I see these memes all the time online. They'll have pictures of a puppy and say "the only therapy I need" or show a forest and read "medicine is bullsh*t, doctors should prescribe a hike." There are so many of these I've lost track. Listen, we all know that the happy things in life are good for people with mental illness. They're good for all of us. That doesn't mean they can replace medication. Medication can save people's lives. This kind of misinformation backed up with a dismissive "it's what works for me" only proves that these people aren't mentally ill. They're just people having people problems. That's fine. Go for a walk. I'll be over here taking my prescribed medications so that I can also go for a walk.
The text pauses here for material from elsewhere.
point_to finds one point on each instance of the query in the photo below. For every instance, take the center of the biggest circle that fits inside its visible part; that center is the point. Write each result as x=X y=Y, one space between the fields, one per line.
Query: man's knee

Mental Illness Means You're Weak

Oh, please. Tell that to soldiers with PTSD. Tell that to people who've survived sexual trauma more times than they can remember. Tell that to the guy managing to take care of his family in spite of voices he hears telling him lies about himself and others. Tell that to the girl having a panic attack in a class and finishing anyway. People with mental illness are not more strong or weak than anyone else. They have to deal with more emotionally, but there are the weak and the strong among us just as there are among any other demographic. We're all just humans and mental illness can happen to any of us.

People With Mental Illness are Violent

This myth is particularly damaging to people with mental illness. I'm not going to argue that there aren't volatile individuals among us. I won't argue that sometimes an agitated sufferer can act out. However, I will argue that mentally ill people aren't the cause of gun violence in America. Mentally ill people don't even make up the majority of gun violence perpetrators. Numbers seem to point to mentally ill individuals being more likely to be victims of violent crimes than perpetrators. As for myself, it would take a lot to get me to do something violent. I'm terrified of even accidentally hurting someone, let alone doing it on purpose.

Mental Disorders Aren't Medical Conditions

Thanks to Scientology, anti-pharm and armchair doctors across the world, there is a common misconception that mental disorders aren't the same as medical conditions. Thanks for that one, guys. That's why you can't get decent help in an ER for a psych crisis. Your brain is part of your body. I'm not sure if they've noticed that yet, but yeah. It's not separate. It's an organ inside of your body. If it malfunctions, you have a medical condition. It's only differentiated inasmuch as a heart doctor is for your heart. A mental health professional is for your brain and may be part of a patient's support team that includes a neurologist.

I get that a lot of misunderstandings come from personal experience with a few mentally ill individuals or simply from ignorance. Just try to remember that anecdotes aren't evidence and what a person does to treat their condition is none of your business. We're all just trying to feel better.